Başbakan Ahmet Davutoğlu, AK Parti Genel Merkezi'nde, NTV televizyonunun canlı yayınında gündeme ilişkin açıklamalarda bulundu. Davutoğlu, Ankara'da meydana gelen patlamayla ilgili yürütülen soruşturmaya ilişkin, "Bir kez daha hayatını kaybeden vatandaşlarımıza rahmet diliyorum. Şu anda birçok ilimizde cenaze hazırlıkları var. Çok büyük bir acı yaşadık. Son iki gün içinde yaşadıklarımız Türkiye'nin ne kadar ciddi risklerle karşı karşıya olduğunu, demokrasi ülkesinin karşı karşıya kalabileceği riskleri bir kez daha gösterdi. Bu saldırı Türkiye'ye dönük saldırıdır, bir toplum kesimine değil, halkımızın bütününe, demokrasiye yönelik saldırıdır" ifadelerini kullandı.
"Orada bulunan vatandaşlarımız hangi siyasi görüşte olurlarsa olsunlar, hangi siyasi yaklaşıma kendilerini mensup hissederlerse hissetsinler hepsi bizim aziz vatandaşlarımızdır" diyen Davutoğlu, "Bugünler biraz zor günlerdir. Türkiye'ye dönük bir saldırıdır çünkü Türkiye etrafındaki ateş çemberi içinde istikrar ve itibarını kollayan bir ülke. Suriye, Irak, Mısır, Libya birçok ülkede büyük krizler, ekonomik krizler Yunanistan'da olduğu gibi, Türkiye itibarını koruyan imajını sürdürüyor. Lokal bir olay değil, Ankara'da Başkent’te Türkiye'nin her yerinden gelen vatandaşlarımız var. İstendi ki bu acı bütün Türkiye'ye sirayet etsin. Üçüncüsü demokrasiye yönelik bir saldırı. Türkiye'de seçime bir şekilde gölge düşürme çabasının sonucu. Ülkemizi, halkımızı, demokrasimizi korumamız lazım. Küçük siyasi hesaplar bugünlerde yapılmamalı, yapanlar kaybederler. Hepimizin bu saldırının arka planında güçleri çıkarmak için çalışmalar yapmamız lazım" şeklinde konuştu.

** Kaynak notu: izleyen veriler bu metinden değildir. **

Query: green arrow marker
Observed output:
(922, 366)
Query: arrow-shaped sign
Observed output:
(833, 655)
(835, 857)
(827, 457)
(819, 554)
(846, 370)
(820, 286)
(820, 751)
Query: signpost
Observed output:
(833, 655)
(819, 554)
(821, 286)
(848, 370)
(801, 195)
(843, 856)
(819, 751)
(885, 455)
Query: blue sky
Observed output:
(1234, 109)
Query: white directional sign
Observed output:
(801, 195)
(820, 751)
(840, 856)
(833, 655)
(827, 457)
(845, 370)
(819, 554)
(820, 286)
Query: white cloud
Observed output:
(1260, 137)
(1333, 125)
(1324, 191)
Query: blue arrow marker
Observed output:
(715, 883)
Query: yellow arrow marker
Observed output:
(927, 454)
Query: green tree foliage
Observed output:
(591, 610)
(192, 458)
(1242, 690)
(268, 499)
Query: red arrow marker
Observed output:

Patlamanın meydana geldiği anda, kısa sürede 56 ambulansın alana girdiğini ve seri şekilde yaralıların değişik hastanelere sevk edildiğini anlatan Davutoğlu, "Yaklaşık bir buçuk saat sonra bütün ilgili birimlerle toplantı yaptık. Herhangi bir şekilde, olayın gerçek yüzünü anlamaya, hem de varsa bir zaaf, ihmal bunu da açık surette konuşmak üzere geldik. O günkü ilk gündemimiz, yaralılarımızın tedavisi, cenazelerimizin teslimi, acil durumda yapılması gereken her şey yapıldı. İlgili müfettişler görevlendirildi. Şu anda soruşturma devam ediyor. Aldığımız bilgiler oldu, değerlendirmelerimiz sürüyor. Dün de topladım, bugün de Bakanlar Kurulu'nda değerlendireceğiz. Gelecek raporlara göre, benzer olaylarda alınacak tedbirleri konuşacağız" diye konuştu.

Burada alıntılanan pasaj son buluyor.